Четыре черта
Шрифт:
Больше она не видела ничего, и крика тоже не было никакого.
Будто мешок с песком сбросили на арену — такой раздался звук, когда Фриц рухнул в манеж.
Тысячную долю секунды помедлила Эмэ на своей трапеции. Только в тот миг она поняла, что смерть — блаженство,
В цирке стало совсем тихо.
Казалось, прорвало плотину: сотни людей, объятых ужасом, бежали из цирка. Мужчины перескакивали через барьер, женщины, спасаясь бегством, толпами устремлялись к дверям.
Никто не хотел ждать, все убегали. Женщины вопили как резаные.
Подбежали три врача и опустились на колени возле трупов.
Затем все стихло. Словно пытаясь спрятаться от кого-то, позабыв переодеться, притаились в своих уборных артисты. В гулкой тишине они вздрагивали от малейшего шороха.
Один из конюхов подошел к дожидавшемуся в манеже врачу, вдвоем они подняли трупы и уложили в парусиновую простыню.
Они молча пронесли их через весь коридор, мимо конюшни, где лошади встрепенулись в стойлах. Артисты шли следом необычной траурной свитой — в пестрых костюмах, надетых для пантомимы.
У дверей цирка стоял большой похоронный фургон.
Адольф взобрался внутрь и в потемках уложил на пол — бок о бок — сперва Эмэ, затем брата. Руки их глухо стукнулись о дно фургона.
Дверцу захлопнули.
Снова раздался вопль — выбежав из толпы, какая-то женщина припала к дверям черной повозки. Это была Луиза — ее оттащили и увели...
По длинному коридору, точно спасаясь средь бела дня от привидения, мчался кельнер.
— Врача в ресторан! — крикнул он.—Там дама бьется в судорогах!
Один из трех врачей поспешил к ней, тут же вызва-, ли ее экипаж...

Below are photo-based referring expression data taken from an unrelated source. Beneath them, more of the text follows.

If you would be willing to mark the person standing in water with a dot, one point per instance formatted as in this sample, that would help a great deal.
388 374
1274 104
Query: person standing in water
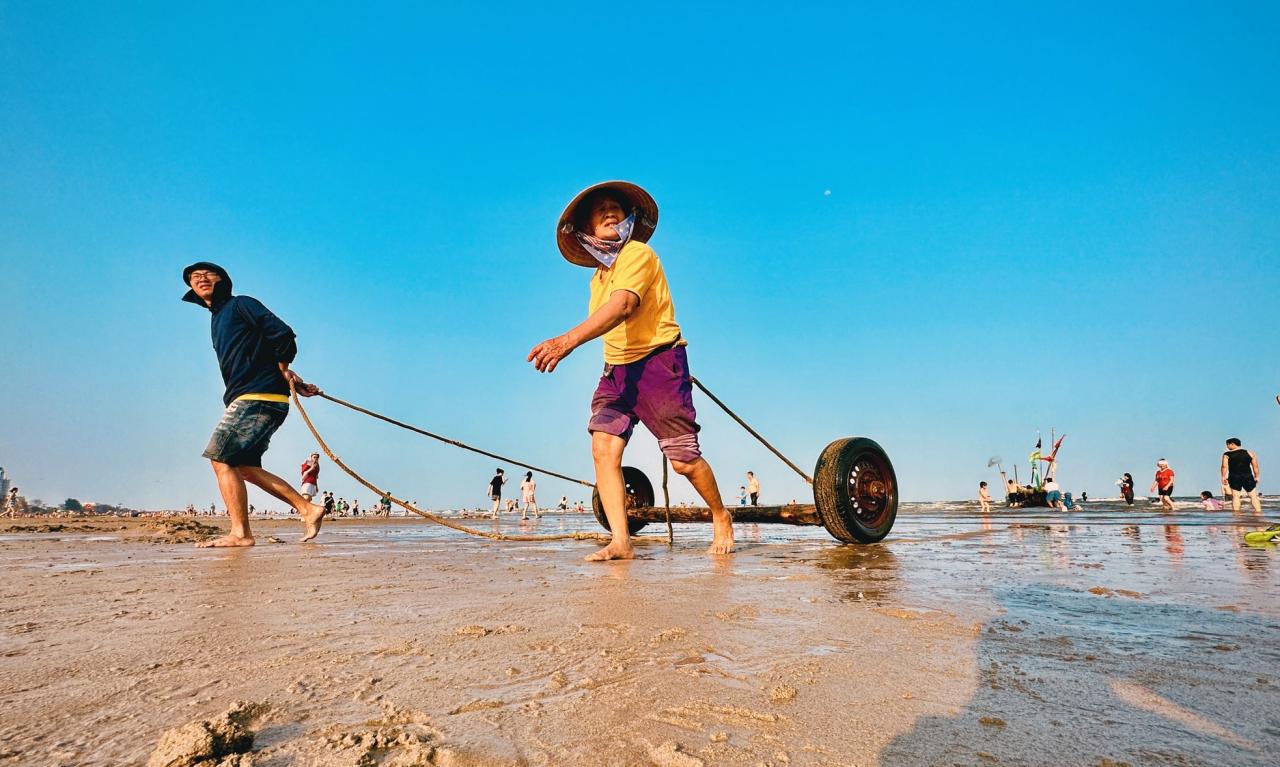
1240 473
529 496
254 350
311 476
499 479
1127 488
1052 493
1164 484
753 488
647 375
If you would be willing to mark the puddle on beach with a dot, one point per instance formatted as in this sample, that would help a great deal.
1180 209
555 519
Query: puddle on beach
1118 633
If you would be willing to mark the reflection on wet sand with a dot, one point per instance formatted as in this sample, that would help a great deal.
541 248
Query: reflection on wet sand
1070 678
1009 638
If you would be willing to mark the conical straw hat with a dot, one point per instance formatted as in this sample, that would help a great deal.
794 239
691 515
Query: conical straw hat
638 202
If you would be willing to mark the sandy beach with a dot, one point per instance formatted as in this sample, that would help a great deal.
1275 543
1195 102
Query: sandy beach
1112 637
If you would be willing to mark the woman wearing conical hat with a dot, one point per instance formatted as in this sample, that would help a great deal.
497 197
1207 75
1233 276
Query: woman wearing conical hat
606 228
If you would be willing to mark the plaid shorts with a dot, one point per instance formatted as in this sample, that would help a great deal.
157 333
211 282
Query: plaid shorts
245 432
654 391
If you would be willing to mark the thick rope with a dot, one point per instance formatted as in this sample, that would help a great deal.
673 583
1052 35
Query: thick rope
749 429
666 501
453 442
412 508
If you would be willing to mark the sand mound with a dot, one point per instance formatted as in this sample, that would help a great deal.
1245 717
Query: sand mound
181 530
206 742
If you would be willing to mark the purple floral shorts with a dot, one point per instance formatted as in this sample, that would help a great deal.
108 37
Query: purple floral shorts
654 391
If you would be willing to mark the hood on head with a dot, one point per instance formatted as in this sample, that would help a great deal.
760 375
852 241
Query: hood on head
222 291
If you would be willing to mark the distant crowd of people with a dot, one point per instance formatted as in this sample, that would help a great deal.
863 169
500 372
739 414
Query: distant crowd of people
1239 470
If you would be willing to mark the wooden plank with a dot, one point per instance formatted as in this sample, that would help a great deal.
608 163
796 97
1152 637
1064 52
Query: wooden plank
800 514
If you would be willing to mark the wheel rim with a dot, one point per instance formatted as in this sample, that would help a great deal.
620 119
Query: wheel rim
869 488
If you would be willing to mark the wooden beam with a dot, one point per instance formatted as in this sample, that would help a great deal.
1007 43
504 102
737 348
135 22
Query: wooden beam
800 514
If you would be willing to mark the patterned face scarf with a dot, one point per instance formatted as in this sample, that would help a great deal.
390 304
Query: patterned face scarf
606 251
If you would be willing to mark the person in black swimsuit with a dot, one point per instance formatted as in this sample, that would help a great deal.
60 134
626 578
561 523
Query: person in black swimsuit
1127 488
1242 474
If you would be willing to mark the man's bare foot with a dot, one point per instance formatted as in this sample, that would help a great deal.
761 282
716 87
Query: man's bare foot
227 542
311 520
612 552
722 534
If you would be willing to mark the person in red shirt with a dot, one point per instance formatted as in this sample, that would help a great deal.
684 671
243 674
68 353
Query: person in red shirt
311 476
1164 484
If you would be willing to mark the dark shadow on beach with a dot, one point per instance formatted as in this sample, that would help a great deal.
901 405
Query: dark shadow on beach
1107 679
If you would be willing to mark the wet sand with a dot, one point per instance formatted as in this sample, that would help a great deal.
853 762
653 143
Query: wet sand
1024 638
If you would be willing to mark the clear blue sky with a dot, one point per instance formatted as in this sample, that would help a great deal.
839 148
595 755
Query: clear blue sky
1037 218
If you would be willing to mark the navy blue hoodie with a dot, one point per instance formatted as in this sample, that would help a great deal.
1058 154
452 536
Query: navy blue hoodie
250 341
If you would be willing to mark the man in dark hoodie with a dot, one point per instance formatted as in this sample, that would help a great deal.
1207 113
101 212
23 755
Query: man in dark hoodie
254 352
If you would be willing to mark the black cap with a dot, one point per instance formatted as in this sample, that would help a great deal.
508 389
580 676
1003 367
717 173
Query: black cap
222 290
208 266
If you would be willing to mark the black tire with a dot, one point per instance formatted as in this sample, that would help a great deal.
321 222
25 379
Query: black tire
639 494
855 491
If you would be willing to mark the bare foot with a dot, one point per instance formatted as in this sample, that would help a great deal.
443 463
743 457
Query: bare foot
227 542
612 552
312 517
722 534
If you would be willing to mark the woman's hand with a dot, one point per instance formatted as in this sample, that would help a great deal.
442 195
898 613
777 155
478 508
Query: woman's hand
300 386
548 354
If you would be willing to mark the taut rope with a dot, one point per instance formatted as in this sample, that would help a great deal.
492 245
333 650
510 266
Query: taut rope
408 506
749 429
460 528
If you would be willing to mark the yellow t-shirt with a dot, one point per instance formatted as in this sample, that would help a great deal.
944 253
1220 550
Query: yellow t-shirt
653 323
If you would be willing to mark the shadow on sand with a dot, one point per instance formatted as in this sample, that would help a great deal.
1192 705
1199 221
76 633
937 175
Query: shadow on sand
1077 678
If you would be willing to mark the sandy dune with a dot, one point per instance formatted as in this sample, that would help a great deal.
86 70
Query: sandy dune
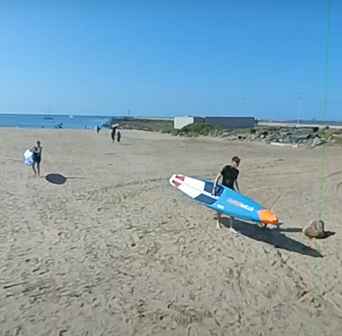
116 251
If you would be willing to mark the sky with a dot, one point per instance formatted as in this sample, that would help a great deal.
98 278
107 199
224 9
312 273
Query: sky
267 59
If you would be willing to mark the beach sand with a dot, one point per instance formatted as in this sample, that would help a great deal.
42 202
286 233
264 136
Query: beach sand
117 251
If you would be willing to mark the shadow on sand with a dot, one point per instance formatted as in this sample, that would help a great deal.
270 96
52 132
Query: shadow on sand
59 178
274 237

Карета с внушительными гербами на дверцах подъехала, и тогда вывели даму; врач поддерживал ее под руку...
На какой-то миг экипажу пришлось задержаться. Улицу преградил похоронный фургон.

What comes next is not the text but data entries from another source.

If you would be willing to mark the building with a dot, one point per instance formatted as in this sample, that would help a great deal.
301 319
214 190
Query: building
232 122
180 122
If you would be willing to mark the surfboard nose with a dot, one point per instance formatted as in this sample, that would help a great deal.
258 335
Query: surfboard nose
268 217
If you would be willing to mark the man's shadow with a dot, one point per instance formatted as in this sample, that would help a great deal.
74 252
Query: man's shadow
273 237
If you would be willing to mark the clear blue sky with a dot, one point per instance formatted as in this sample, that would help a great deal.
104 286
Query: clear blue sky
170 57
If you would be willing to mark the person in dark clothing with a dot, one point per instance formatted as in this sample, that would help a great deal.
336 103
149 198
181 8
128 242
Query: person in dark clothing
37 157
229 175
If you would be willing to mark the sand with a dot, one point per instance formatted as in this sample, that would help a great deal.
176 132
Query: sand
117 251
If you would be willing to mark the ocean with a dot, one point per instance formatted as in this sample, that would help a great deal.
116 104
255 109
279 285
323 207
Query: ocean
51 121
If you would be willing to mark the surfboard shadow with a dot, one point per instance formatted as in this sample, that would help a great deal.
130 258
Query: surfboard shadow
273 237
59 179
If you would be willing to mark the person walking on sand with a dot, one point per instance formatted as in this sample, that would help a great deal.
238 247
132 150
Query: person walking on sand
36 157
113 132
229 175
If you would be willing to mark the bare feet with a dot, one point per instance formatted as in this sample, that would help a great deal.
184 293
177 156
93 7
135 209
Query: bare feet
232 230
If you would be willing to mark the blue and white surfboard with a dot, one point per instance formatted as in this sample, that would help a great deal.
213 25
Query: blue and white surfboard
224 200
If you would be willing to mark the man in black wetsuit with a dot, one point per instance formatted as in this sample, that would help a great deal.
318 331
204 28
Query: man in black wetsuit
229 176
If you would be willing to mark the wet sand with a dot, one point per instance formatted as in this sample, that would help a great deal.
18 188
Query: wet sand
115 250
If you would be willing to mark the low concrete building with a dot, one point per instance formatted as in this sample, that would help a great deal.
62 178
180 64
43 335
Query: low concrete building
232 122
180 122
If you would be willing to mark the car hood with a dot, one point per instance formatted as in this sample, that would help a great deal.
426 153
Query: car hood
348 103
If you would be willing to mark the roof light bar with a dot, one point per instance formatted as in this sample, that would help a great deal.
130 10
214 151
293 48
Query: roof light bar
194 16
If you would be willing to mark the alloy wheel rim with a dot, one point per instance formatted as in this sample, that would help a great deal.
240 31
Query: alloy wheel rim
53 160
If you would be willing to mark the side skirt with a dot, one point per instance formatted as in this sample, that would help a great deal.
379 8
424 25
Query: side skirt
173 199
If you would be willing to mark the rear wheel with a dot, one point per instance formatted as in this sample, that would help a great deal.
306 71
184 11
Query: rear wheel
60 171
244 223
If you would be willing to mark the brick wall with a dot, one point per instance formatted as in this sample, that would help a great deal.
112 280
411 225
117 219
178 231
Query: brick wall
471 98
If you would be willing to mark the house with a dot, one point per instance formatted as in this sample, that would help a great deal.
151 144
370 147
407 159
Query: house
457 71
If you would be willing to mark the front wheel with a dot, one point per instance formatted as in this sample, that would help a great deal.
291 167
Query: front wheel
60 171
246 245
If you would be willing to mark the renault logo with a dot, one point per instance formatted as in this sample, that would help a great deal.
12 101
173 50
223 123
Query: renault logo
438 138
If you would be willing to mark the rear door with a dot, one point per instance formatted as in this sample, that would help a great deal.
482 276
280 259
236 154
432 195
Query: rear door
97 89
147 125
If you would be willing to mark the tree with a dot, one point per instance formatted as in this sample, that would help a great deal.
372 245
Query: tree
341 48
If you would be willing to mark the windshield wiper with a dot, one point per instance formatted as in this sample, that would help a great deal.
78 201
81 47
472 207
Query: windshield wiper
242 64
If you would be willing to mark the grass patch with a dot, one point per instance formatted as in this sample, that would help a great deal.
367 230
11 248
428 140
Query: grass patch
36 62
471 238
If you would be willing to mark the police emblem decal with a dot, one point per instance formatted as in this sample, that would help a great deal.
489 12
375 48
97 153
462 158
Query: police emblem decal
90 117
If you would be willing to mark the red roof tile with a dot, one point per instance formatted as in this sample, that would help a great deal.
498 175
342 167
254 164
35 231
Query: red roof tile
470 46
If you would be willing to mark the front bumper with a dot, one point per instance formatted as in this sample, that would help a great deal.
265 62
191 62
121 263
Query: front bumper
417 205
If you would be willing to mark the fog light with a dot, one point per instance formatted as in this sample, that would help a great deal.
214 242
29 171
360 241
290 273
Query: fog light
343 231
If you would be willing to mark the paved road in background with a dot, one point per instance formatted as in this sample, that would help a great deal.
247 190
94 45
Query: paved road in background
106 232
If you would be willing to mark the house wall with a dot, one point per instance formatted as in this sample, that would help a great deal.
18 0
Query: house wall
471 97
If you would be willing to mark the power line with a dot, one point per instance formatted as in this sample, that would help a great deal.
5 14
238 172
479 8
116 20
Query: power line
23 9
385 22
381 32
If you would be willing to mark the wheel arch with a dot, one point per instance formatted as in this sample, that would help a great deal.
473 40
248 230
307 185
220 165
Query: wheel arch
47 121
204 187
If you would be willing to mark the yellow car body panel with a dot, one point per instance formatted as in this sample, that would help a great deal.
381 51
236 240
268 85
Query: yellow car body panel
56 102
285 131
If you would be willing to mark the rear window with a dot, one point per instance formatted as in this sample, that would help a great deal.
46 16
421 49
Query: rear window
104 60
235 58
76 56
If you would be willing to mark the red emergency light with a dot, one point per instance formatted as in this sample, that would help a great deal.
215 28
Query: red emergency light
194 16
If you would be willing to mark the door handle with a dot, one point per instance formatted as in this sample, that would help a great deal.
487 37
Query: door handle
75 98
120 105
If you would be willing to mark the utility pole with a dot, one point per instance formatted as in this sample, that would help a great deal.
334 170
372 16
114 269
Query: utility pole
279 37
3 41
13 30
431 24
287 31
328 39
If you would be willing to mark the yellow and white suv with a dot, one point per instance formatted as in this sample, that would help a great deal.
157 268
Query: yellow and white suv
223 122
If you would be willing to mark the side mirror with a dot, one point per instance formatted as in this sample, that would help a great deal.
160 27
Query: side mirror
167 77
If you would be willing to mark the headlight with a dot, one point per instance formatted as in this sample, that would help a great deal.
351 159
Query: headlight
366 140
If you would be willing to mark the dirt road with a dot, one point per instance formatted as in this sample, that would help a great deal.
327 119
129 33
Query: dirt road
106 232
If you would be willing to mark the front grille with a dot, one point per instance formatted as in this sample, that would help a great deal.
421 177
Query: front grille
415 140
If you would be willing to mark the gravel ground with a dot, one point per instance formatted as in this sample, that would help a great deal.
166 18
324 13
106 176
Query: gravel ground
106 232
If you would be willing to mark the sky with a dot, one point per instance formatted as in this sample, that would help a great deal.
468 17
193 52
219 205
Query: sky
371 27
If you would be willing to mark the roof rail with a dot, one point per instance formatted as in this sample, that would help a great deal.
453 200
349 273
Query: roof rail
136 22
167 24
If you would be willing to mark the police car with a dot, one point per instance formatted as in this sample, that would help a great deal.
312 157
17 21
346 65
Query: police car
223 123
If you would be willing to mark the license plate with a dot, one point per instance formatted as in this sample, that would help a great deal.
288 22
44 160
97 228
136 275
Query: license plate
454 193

Затем карета выехала на дорогу и покатила дальше.
На улице было светло и людно. Двое молодых людей остановились под фонарем. Весело, с любопытством оглядывали они огромный человеческий рынок...
Подошли двое других и стали рассказывать о «происшествии» в цирке.
Кто-то выругался раз, другой; пытаясь объяснить, что же произошло, все усиленно размахивали руками. Затем те двое, что принесли весть, побрели дальше.
Двое других остались под фонарем.
Один из них постучал тростью по камням мостовой.
— Н-да,— сказал он.— Mon dieu, les pauvres diables! [Ах ты, господи, бедные черти! (франц.)]
Но вскоре, не в силах оторвать глаз от пестрой толпы, они начали напевать:
Amour, amour,
Oh, bel oiseau,
Chante, chante,
Chante toujours.
Сверкали серебряные набалдашники тростей. По тротуарам прогуливались молодые люди в длинных плащах...
В тот вечер на человеческом рынке царило особое оживление.